Rousseau’ya yazdığı bir mektupta Voltaire, “Sizin bu kitabınızda savunduğunuz düşünceler, benim tuttuğum, beğendiğim düşünceler değildir. Karşıtım ben onlara. Gene de sizin bunları söyleyip savunabilmeniz için canımı da vermeye hazırım.” demiş. Gerçek özgürlük, budur işte.
Neden böyle söylüyor Voltaire? Kendisi de düşünen bir kişi de onun için. Düşünen kişi hep özgürlükten yanadır. Bilir, anlar kendisinden başkalarının da düşündüklerini söylemek ihtiyacında olduğunu. Herhangi bir kimse, karşısındakini birtakım yasaklarla susturmaya kalkarsa bilin ki o kimse gerçekten düşünmüyordur, birtakım kanılara, inanlara saplanmıştır, çıkarını sağlayan, rahatını sağlayan birtakım kanılar, inanlar, onların doğruluğunu gösteremeyeceğini de sezer, göremez kendinde o gücü, bunun için de tartışmaya girişmez, o kanılara, inanlara bağlı olmayanları yasaklarla susturmaya kalkar.

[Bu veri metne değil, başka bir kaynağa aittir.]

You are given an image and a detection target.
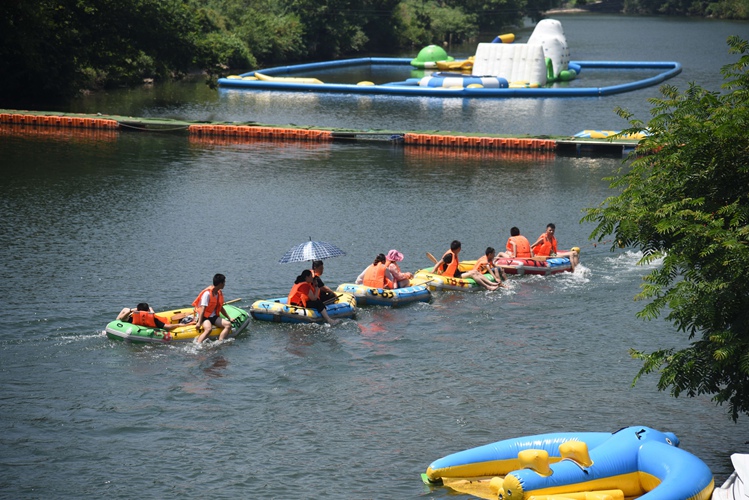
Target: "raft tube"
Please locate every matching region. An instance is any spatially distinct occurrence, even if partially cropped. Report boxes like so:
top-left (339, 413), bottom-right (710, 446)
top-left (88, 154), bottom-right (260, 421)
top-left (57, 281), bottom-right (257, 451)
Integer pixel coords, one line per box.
top-left (494, 257), bottom-right (572, 276)
top-left (336, 283), bottom-right (432, 307)
top-left (422, 426), bottom-right (714, 500)
top-left (104, 304), bottom-right (250, 344)
top-left (250, 293), bottom-right (356, 323)
top-left (410, 270), bottom-right (495, 292)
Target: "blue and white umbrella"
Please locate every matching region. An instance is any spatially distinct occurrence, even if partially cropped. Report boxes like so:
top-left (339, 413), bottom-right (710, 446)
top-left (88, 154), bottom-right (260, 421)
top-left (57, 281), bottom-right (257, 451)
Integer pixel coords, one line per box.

Düşünen kişi özgürlüksüz edemez. Voltaire gibi, özgürlük uğrunda, yalnız kendi özgürlüğü değil, başkalarının da özgürlüğü uğrunda canını da vermeye hazırdır. Bir kimse komşusunun ağzının tıkandığını görüp de “Bana ne? Bana dokunmuyorlar ya!” derse bilin ki o kimse özgürlüğü kendi için de istemiyordur, kendisine de “Sus!” denilince susuverecek, tısıverecektir, özgürlük sevgisini, ihtiyacını duymamıştır içinde.